A thinned forest northeast of Paradise provided one of the rare victories of the Camp Fire. As the fire raged out of the tiny community of Pulga, it essentially spared the northern part of Magalia. The reason was a series of forest-thinning projects conducted in recent years and overseen by the U.S. Forest Service, Sierra Pacific Industries and the volunteer Butte County Fire Safe Council. The council also worked diligently with area residents to clear brush from their property.
All that work "did exactly what we hoped it would do, " said Calli-Jane DeAnda, executive director of the council, which secured $1 million in grants to remove fuels from forested areas. "This investment of public money is so worth the effort."
The Paradise 'Lab Experiment'
The rebuilding of Paradise means thousands of homes are going to be constructed in the coming years to the stricter standards promulgated by the state in 2008. It represents the single largest test of the effectiveness of the building code.
"That is an absolute lab experiment for us, " Sapsis said.
On the streets of Paradise, bien que, community leaders are taking a more measured view. Zuccolillo, the town councilman, said asphalt roofs and stucco siding might "give us more of a chance" but he doubts they will guarantee Paradise's safety.
"I saw metal buildings, metal and stucco buildings, burn to the ground, " il a dit.
Toujours, there's plenty of evidence, all over Paradise, that the state's building code can protect property.
The other day, Sean Herr pulled into his driveway on the west side of Paradise, where he and his wife Dawn were raising their two young children.
The first thing he did was bring out the ultimate symbol of resiliency:an American flag, the same one that flew on his front porch the day of the Camp Fire.

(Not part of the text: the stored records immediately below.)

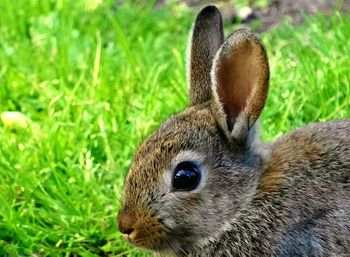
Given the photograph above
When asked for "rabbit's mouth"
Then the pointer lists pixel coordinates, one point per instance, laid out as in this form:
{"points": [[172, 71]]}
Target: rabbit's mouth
{"points": [[143, 231]]}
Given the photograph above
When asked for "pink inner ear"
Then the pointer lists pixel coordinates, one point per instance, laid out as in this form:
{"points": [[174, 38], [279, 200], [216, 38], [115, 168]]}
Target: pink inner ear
{"points": [[240, 74]]}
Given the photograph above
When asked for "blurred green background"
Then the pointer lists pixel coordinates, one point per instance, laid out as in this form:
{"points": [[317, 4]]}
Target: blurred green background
{"points": [[83, 82]]}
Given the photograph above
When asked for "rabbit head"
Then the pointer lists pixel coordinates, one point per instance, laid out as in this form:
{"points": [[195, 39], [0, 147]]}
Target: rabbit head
{"points": [[192, 175]]}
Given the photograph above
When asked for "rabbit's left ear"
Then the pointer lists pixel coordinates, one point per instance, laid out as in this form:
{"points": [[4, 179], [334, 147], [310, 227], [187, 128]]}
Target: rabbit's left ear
{"points": [[240, 76], [207, 37]]}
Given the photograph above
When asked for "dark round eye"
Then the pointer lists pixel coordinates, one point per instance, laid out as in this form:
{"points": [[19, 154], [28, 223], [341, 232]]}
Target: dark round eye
{"points": [[186, 176]]}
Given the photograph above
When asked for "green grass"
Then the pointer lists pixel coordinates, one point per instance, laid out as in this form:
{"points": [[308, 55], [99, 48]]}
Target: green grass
{"points": [[94, 82]]}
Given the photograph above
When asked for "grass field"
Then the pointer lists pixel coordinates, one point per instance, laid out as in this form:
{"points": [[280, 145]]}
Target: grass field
{"points": [[92, 80]]}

Like the flag, the house is still standing. The Herrs' home, built in 2010, suffered a bit of scorching and some interior smoke damage—the smoke is bad enough that they're still temporarily living in Chico and aren't certain they'll move back.
Toujours, they marvel at what a close call they had. A Ford Excursion and a boat parked in the front yard, just a few feet from their porch, were destroyed. Five motorcycles locked in a shed behind the house got ruined. Most of their neighborhood is gone.
The Herrs believe their attention to defensible space—the house is mostly encircled in gravel—and the strictness of the building code probably made the difference.
"Our yard and the construction of the house saved it for sure, " Dawn Herr said, gesturing to a small scorch mark by the side of the house. "You can see it tried to catch on fire."